B. Wilkinson’s sister Bev, a colleague and a close friend, is the one who introduced me to The Atlantics. When her brother died in 2000, she inherited a ton of albums, singles, and test pressings. Since I’m the only person I know who still has a turntable (and at age 27, no less!), I became “keeper of the flame.” And when Paul Caruso and Tom Hauck, former Atlantics themselves, decided to release the “lost” album, I annoyed Bev on a near-weekly basis: “How’s the Atlantics album coming? How about now?” As the project came together, she shared the songs, the artwork, and the challenges with me. Tragically, Paul died suddenly last spring, shortly after overseeing the cleanup of the original tapes. Thankfully, Tom’s work continued.
And then a funny thing happened. Those men and women who had been in Boston with my sister started to leave messages at The Atlantics’ MySpace page asking when the album was coming out. They had remembered their music fondly, and they lamented the fact that the band never made it big. They hadn’t thought about songs like “Pop Shivers” and “Weekend” for 25 years, but, all of a sudden, they were reliving their college days. They wanted more Atlantics.
“The Atlantics” is truly a labor of love. The songs that the remaining band members have decided to include run the gambit, having been recorded any time from 1979 to 1982. However, there is a consistency, both in songwriting and in sound, between all of these tracks. Each song delights. My all-time favorite Atlantics song, “Weekend,” sounds incredible here, propelled along by Paul’s frenetic drumming and B.’s rocking bass. Bobby Marron, the band’s lead singer, spits out the lyrics to “Lonelyhearts,” a modest hit for the band; Fred Pineau’s guitar line for “Pop Shivers” rips the cones off the speakers. This album captures the band’s live sound much more closely than its first, commercially-released album.

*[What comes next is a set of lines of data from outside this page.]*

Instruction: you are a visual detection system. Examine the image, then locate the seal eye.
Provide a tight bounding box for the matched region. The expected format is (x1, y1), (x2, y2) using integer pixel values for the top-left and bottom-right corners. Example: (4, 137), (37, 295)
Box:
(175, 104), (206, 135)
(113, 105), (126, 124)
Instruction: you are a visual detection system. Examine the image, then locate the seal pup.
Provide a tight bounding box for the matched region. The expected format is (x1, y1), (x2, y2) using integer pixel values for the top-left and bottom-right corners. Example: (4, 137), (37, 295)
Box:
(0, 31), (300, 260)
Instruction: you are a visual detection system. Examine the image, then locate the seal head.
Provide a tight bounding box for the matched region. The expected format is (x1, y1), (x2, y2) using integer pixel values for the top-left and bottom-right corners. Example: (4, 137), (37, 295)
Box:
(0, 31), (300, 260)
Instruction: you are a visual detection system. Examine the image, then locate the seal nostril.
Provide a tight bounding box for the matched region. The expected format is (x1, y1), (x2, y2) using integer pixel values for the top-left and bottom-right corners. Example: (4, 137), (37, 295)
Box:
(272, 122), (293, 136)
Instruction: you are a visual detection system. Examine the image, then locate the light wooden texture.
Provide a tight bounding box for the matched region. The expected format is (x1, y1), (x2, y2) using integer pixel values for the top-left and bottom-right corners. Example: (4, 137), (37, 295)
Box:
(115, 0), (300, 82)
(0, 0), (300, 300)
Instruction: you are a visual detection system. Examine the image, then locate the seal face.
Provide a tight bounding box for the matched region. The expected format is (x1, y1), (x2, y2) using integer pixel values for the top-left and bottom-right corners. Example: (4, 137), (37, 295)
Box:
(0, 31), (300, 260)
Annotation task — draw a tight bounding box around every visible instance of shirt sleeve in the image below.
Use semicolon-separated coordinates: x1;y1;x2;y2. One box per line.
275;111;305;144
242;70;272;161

Of course, this is also what makes “The Atlantics” such a damn shame. They were so close to being big; so close to being as much of new-wave household names as Ric Ocasek or Fred Schneider. But the planets weren’t aligned, and the band never got their big break. Commercial success or not, though, this is one album that belongs on your shelf in between “Fear of Music” and “Heartbeat City.” “The Atlantics” is a taste of a band that could have been – and now, in 2006, that finally is.